Lo scorso dicembre l’Islanda è uscita dal tavolo dei negoziati per la spartizione delle quote dello sgombro (Scomber scombrus) nel Nord Atlantico, tavolo che unisce l’UE, Norvegia, Islanda e isole Faroer. La rottura è stata causata dalla quota assegnata all’Islanda, troppo esigua ad avviso degli ufficiali dell’isola. Infatti l’obiettivo di avere 130 mila tonnellate di sgombro assegnate (15 mila in più rispetto all’anno precedente) è stata rifiutata dal tavolo poiché, a dire dell’UE, causerebbe lo sfondamento del tetto di 570mila tonnellate, consigliate dalla comunità scientifica come quota massima per evitare di mettere in crisi lo stock. In particolare, il timore dei Paesi UE era che se le richieste islandesi fossero state accettate, anche le Faroer e la Norvegia avrebbero reclamato quote più alte. L’uscita dalle trattative da parte dell’Islanda è infatti stata rapidamente seguita dal ritiro delle Isole Faroer, la cui delegazione rivendicava a sua volta una quota maggiore.

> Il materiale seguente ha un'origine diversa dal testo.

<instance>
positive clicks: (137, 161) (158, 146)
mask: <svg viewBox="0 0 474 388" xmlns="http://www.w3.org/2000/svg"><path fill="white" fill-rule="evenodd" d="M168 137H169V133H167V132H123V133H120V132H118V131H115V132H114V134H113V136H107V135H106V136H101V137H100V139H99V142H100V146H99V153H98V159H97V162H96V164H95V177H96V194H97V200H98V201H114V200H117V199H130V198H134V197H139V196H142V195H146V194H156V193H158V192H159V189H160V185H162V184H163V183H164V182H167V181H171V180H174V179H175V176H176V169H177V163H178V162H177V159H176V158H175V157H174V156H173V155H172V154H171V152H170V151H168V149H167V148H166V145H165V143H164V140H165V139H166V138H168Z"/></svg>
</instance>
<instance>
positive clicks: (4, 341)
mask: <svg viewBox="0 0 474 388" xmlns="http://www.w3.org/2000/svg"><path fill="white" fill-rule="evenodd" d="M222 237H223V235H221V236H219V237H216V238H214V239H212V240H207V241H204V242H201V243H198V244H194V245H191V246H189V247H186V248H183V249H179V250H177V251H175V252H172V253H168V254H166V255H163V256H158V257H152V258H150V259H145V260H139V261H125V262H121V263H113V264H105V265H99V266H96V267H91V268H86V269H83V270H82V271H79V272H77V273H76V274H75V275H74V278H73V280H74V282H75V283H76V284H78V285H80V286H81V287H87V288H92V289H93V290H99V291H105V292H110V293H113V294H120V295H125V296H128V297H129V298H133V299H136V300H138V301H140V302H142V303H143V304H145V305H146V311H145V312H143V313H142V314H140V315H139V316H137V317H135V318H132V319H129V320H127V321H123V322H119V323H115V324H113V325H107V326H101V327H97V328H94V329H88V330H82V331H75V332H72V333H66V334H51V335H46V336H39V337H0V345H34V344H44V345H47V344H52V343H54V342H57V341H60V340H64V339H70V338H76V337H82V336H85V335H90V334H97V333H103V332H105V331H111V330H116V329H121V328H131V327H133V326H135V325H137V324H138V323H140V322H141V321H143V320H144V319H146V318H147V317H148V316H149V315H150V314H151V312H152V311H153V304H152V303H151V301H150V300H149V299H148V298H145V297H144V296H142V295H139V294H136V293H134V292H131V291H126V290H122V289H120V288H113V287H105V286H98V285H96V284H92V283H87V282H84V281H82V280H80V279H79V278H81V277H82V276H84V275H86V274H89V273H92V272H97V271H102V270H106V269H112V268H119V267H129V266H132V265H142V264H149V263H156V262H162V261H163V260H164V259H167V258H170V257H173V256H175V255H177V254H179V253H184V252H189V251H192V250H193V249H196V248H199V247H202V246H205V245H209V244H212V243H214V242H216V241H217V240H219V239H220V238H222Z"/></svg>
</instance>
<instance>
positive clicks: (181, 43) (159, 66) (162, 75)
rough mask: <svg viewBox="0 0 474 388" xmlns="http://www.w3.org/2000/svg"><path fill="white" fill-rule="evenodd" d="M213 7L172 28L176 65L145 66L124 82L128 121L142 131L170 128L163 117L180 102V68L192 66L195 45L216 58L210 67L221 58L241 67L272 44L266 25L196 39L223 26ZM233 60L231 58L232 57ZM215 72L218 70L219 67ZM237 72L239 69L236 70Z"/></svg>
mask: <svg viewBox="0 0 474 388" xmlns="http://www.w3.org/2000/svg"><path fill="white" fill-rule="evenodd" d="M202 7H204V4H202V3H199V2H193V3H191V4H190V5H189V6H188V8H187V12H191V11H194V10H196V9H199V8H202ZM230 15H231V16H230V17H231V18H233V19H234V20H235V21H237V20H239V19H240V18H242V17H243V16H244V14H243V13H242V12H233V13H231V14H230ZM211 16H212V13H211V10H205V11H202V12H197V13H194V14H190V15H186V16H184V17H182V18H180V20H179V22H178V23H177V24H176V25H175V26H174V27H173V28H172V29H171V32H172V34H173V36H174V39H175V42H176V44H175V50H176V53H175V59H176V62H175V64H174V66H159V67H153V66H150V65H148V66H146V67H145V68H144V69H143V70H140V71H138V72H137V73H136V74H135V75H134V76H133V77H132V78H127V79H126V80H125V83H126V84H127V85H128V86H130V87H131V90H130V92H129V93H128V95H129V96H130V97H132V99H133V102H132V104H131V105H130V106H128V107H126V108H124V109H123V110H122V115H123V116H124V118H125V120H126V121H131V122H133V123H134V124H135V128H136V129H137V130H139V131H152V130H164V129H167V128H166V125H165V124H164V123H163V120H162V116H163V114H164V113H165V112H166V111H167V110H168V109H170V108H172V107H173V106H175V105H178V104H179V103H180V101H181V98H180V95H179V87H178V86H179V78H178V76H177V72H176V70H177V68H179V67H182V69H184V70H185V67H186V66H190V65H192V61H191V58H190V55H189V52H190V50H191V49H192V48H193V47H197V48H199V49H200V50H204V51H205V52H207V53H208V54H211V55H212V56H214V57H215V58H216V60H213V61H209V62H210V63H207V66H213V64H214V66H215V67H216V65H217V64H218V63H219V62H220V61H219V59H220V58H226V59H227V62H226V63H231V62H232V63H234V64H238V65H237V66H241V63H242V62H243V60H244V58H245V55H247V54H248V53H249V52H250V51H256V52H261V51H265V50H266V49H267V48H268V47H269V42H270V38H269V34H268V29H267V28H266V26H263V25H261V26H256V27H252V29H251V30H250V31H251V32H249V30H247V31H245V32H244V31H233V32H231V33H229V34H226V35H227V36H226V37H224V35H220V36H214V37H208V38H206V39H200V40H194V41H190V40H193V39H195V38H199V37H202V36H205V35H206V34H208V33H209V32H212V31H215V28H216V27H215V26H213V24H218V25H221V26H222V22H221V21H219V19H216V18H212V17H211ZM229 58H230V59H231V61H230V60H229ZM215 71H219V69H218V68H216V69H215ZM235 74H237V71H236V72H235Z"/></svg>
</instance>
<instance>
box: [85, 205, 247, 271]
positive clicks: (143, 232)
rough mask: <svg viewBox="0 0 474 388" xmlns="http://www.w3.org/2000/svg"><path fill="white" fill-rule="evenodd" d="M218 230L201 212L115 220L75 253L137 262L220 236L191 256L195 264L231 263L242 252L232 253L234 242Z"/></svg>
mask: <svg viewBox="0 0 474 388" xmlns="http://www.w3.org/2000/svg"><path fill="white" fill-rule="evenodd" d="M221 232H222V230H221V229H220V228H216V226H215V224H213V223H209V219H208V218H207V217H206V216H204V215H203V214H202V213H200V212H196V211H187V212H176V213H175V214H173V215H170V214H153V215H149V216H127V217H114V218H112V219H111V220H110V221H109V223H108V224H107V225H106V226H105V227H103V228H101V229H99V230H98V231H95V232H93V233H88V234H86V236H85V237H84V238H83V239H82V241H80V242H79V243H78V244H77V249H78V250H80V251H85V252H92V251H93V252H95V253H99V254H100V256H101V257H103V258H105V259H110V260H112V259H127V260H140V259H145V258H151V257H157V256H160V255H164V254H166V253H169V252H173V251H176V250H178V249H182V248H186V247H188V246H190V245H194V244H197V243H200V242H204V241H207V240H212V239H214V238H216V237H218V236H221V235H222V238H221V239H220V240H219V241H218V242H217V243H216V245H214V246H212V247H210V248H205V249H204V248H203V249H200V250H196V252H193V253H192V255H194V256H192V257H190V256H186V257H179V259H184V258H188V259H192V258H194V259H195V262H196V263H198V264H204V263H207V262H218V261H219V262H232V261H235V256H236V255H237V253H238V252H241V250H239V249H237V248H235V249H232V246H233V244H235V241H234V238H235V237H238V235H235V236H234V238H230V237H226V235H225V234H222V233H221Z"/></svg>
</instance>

L’Islanda ha quindi deciso che pescherà le sue 130 tonnellate, con o senza l’accordo con l’UE. La notizia naturalmente ha destato scalpore all’interno della Commissione Europea per la Pesca, la quale ha minacciato sanzioni. Più di recente, settimana scorsa, le sanzioni sono state annunciate sotto forma di un decreto che proibisce lo sbarco di sgombro proveniente da pescherecci islandesi nei porti Europei. Il responsabile per l’Islanda dei negoziati ha dichiarato che la misura non avrà quasi nessun effetto sugli interessi islandesi in quanto non riguarda il prodotto lavorato, che è la grande maggioranza di quello esportato, mentre solo pochissimo sgombro viene sbarcato direttamente dai pescherecci nei porti europei.
Questo scontro rispolvera vecchie ruggini fra Islanda e Gran Bretagna, risalenti alle “guerre del merluzzo” degli anni ’50 e ’70, e ancora molto fresche nella memoria di entrambi i popoli. Lo scenario è però in evoluzione: lo sgombro è un pesce pelagico, che migra in enormi banchi dalle zone di riproduzione a quelle di alimentazione, spostandosi attraverso il Nord-Est Atlantico ed entrando nelle acque europee e islandesi. Negli ultimi anni, a causa dell’ aumento di temperature, il suo range si è esteso verso nord aumentando la propria presenza in acque islandesi (da cui la richiesta di quote maggiori). Essendo un pesce prolifico e abbondante, è stato indicato ed è certamente fra i pesci più sostenibili, questo anche grazie ad una gestione oculata che ne ha impedito finora il sovrasfruttamento. Per evitare che lo stock collassi, secondo , le catture vanno contenute. La preoccupazione Europea, e soprattutto Britannica, potrebbe non essere dettata solo da interessi ambientali, vista l’importanza economica di questa risorsa per i porti Scozzesi, importanza in progressiva crescita nella prospettiva di una diminuzione di altre specie di pesce tradizionalmente più pescate e ora in declino.
L’Islanda è nota per avere una gestione delle risorse ittiche efficiente e lungimirante, ed è uno dei pochi paesi del Nord Atlantico dove lo stock del prezioso merluzzo (Gadus morhua) si mantiene in condizioni discrete, contrariamente a quanto avviene in UE e in Norvegia. L’ accusa da parte dei rappresentati Britannici di una improvvisa ingordigia di sgombro, al punto di mettere a rischio la salute dello stock, suona quindi un po’ fuori luogo, soprattutto se viene da chi di collassi ne ha già causati. Ciononostante, le richieste di Islanda e Faroer destano non poca preoccupazione. In particolare, inoltre, dovrebbe preoccupare il fatto che lo scontro per le risorse ittiche si sposti da specie più pregiate, longeve e carnivore come il merluzzo a specie più piccole e a rapido turnover. Questo scenario si identifica nelle previsioni di progressiva semplificazione delle catene trofiche, con grande abbondanza di poche specie, più piccole e di minor qualità. Scenari che si stanno già verificando in varie parti del mondo, e ora anche sempre più vicino a casa nostra.